Issue with Azure ML job command

144 views Asked by At

I am trying to run a job in Azure Ml using job command on a compute cluster. I have stored the data in a folder in Azure ML. Everytime I create and run the job command it displays the following warning:

Your file exceeds 100 MB. If you experience low speeds, latency, or broken connections, we recommend using the AzCopyv10 tool for this file transfer.

Example: azcopy copy '/....' 'https://....'

See https://docs.microsoft.com/azure/storage/common/storage-use-azcopy-v10 for more information.

I am unable to understand the follwoing:

  1. Where does the problem lie, in the data storage or the job?

  2. If it wants me to upload the job using azcopy how do I do it?
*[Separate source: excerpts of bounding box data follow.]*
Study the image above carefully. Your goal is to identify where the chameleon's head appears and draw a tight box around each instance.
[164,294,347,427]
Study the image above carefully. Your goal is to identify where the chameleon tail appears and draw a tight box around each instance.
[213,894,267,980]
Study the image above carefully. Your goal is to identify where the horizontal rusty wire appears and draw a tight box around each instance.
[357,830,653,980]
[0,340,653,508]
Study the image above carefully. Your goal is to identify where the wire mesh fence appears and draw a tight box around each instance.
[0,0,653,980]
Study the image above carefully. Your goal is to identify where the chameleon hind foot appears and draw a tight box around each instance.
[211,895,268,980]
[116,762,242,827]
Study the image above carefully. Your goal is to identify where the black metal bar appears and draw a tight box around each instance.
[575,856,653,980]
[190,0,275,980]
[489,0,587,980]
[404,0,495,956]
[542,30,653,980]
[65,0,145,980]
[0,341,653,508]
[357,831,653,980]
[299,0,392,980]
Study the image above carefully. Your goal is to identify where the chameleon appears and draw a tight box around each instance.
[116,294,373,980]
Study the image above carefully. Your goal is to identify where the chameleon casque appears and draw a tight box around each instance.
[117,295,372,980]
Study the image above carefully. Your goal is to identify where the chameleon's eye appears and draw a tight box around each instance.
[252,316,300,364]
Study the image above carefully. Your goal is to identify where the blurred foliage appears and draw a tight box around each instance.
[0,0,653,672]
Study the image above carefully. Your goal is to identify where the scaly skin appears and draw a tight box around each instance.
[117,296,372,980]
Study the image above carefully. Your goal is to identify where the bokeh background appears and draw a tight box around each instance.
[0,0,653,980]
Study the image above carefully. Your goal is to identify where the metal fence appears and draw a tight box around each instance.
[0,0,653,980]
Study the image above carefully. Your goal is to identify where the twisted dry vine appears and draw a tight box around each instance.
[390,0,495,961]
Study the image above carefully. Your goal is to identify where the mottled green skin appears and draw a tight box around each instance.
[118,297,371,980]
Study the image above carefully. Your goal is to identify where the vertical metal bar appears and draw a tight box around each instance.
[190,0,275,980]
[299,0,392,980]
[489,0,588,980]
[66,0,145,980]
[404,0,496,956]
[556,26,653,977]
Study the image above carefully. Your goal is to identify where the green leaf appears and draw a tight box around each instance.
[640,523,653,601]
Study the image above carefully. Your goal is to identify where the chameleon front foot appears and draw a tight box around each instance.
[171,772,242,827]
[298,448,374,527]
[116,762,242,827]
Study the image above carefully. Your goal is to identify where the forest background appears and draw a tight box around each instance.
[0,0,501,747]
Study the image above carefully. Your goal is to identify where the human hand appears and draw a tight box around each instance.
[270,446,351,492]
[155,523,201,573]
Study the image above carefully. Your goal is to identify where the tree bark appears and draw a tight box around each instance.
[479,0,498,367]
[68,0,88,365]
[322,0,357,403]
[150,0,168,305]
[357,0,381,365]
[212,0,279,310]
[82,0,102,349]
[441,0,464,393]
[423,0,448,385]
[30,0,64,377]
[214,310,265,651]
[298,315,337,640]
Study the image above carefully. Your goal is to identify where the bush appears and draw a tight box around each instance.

I am unable to find any references for the same.

  3. I have tried using azcopy to move the data into a container in the blob storage. When I try to link it to the job it results in a streaming error. I have tried to implement the command suggested but it causes an error

1

There are 1 answers

0
Rishabh Meshram On BEST ANSWER

It seems, the problem lies in the size of the data you're trying to transfer, not in the data storage or the job itself.
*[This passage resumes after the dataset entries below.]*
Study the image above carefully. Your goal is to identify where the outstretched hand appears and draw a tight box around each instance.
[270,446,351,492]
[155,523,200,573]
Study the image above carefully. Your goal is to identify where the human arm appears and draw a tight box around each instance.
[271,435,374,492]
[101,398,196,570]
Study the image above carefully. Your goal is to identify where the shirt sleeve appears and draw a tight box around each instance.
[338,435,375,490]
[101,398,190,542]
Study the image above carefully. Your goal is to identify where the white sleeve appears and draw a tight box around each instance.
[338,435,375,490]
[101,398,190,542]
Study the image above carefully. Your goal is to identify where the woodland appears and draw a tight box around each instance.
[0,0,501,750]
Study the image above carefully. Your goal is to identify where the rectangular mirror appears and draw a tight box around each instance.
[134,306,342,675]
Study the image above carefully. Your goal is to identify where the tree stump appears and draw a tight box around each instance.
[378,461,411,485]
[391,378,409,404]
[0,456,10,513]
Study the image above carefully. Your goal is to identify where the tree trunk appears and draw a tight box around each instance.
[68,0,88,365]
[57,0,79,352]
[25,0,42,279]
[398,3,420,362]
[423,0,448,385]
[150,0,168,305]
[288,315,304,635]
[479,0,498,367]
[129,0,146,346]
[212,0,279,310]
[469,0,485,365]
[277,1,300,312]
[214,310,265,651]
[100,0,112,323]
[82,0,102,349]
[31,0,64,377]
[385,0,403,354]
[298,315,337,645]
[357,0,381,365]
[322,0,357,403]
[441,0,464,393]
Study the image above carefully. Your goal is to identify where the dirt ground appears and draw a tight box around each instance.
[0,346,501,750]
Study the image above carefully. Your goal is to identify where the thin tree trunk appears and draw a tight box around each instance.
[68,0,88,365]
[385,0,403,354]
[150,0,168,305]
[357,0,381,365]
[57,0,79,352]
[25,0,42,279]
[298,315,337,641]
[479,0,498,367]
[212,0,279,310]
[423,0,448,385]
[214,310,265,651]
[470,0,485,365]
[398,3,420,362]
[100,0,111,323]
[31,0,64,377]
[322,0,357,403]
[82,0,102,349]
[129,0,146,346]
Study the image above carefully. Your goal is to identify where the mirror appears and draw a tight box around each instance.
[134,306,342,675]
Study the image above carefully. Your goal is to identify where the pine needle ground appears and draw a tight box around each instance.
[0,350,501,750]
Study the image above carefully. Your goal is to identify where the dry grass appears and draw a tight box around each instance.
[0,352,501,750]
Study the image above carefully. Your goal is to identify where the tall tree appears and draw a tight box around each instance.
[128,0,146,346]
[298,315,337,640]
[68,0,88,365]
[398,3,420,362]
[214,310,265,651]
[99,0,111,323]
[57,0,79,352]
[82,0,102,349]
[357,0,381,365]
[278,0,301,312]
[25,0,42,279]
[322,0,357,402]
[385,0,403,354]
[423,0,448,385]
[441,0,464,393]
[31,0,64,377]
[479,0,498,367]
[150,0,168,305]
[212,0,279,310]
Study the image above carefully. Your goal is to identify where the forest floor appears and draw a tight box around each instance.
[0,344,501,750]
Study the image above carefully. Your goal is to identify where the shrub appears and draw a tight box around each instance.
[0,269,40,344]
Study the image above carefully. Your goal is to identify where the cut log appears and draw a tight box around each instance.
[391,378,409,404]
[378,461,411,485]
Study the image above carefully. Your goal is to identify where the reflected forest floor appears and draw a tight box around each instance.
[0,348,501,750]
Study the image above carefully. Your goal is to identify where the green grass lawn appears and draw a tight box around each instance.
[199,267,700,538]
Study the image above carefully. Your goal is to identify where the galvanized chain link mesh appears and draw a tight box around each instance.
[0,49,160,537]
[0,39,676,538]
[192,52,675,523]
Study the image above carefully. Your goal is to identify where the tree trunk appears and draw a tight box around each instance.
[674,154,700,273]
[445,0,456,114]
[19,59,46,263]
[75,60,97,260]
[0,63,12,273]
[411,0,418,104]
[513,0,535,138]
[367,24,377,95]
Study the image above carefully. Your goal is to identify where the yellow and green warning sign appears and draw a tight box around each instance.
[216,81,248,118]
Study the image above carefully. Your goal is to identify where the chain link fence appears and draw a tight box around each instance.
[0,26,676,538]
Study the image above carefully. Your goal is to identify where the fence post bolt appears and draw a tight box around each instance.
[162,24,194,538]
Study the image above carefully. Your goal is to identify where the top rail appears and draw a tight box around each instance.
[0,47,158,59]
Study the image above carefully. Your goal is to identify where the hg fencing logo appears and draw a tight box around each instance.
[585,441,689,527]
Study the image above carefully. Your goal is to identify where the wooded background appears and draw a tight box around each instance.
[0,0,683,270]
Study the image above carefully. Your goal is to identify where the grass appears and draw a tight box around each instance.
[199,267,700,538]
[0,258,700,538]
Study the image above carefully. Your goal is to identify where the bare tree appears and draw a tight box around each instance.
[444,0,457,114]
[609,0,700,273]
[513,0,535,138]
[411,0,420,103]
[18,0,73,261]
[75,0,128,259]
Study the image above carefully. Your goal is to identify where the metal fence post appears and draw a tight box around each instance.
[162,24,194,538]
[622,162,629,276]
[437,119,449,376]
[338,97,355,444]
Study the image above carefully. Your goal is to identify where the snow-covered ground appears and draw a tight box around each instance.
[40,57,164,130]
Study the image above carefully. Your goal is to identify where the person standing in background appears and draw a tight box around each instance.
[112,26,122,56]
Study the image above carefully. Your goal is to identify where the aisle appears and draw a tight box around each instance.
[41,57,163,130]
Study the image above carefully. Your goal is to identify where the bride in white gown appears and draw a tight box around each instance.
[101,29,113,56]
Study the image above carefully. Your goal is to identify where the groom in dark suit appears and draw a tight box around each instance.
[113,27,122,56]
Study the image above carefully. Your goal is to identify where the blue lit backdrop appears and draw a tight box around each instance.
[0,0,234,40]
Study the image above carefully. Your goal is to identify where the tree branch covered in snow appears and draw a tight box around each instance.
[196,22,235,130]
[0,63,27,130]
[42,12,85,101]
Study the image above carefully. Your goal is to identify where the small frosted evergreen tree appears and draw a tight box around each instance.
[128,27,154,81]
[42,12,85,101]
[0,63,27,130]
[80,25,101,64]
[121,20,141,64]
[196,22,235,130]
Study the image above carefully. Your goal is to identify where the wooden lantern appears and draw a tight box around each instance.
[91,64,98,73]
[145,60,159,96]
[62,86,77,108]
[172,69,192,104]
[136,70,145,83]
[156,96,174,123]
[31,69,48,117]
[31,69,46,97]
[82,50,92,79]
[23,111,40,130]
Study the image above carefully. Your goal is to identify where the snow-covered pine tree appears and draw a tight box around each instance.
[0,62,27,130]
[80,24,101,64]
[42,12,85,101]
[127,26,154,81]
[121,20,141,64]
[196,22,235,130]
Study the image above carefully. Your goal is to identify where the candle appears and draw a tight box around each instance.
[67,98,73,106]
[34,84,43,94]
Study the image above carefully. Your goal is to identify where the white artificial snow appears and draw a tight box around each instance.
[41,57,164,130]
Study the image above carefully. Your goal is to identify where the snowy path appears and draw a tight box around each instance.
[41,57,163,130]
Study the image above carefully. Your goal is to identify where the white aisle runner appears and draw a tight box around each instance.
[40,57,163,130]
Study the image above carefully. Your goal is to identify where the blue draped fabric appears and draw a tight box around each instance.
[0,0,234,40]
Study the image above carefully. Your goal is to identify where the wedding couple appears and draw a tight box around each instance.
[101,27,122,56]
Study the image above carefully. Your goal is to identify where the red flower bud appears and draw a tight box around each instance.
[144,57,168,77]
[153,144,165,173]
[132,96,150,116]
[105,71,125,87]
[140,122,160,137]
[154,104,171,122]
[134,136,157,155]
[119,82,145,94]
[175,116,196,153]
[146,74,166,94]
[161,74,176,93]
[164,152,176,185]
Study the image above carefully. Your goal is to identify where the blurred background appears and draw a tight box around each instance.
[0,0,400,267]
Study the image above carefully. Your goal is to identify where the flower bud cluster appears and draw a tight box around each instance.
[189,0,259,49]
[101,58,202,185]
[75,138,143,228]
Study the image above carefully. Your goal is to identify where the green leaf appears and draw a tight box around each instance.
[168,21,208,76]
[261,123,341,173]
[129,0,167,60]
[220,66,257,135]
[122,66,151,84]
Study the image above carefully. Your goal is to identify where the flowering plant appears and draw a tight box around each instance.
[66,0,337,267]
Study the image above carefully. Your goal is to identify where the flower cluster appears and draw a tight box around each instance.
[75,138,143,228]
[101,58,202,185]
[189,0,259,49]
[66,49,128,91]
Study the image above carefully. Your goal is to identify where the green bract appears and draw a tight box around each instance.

For AZ Copy, you can check this Documentation to for details regarding authorize and copy your file to storage account. For uploading Files and accessing file, you can also check the azureml.fsspec package in python.
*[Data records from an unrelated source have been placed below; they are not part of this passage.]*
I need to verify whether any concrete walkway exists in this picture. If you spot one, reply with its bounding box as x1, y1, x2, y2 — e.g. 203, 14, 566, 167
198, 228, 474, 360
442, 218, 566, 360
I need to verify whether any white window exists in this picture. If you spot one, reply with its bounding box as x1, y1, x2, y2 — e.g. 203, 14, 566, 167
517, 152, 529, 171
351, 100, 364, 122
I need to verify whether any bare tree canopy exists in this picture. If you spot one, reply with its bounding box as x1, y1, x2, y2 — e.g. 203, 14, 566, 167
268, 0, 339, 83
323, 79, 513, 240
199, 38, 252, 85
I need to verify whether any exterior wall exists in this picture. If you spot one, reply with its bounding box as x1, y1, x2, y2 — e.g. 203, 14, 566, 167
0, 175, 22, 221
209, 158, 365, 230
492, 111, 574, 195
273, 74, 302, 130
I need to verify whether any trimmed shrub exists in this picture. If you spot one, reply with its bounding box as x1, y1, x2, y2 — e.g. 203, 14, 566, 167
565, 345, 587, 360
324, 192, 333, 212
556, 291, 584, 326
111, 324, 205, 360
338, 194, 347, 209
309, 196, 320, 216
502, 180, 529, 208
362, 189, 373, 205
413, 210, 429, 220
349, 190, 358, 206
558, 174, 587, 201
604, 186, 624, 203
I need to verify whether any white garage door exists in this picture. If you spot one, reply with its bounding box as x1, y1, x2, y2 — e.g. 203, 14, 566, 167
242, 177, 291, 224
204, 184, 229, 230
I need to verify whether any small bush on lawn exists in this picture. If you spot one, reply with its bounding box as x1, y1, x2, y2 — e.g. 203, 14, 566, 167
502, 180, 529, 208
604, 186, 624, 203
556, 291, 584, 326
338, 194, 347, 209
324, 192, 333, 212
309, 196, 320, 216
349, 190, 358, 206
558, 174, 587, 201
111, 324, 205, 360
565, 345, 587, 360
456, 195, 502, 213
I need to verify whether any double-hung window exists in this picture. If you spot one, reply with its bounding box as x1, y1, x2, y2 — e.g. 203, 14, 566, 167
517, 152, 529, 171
As the command job support blob storage URI and URI_File Data Asset, you can use this as your input format.

Below is sample code snippet for reference:

type: command
command: head ${{inputs.input_data}}
compute: azureml:cpu-cluster
environment: azureml://registries/azureml/environments/sklearn-1.1/versions/4
inputs:
  input_data:
    mode: ro_mount
    path: azureml:wasbs://[email protected]/titanic.csv
    type: uri_file

For more details and example you can check Access data in a job.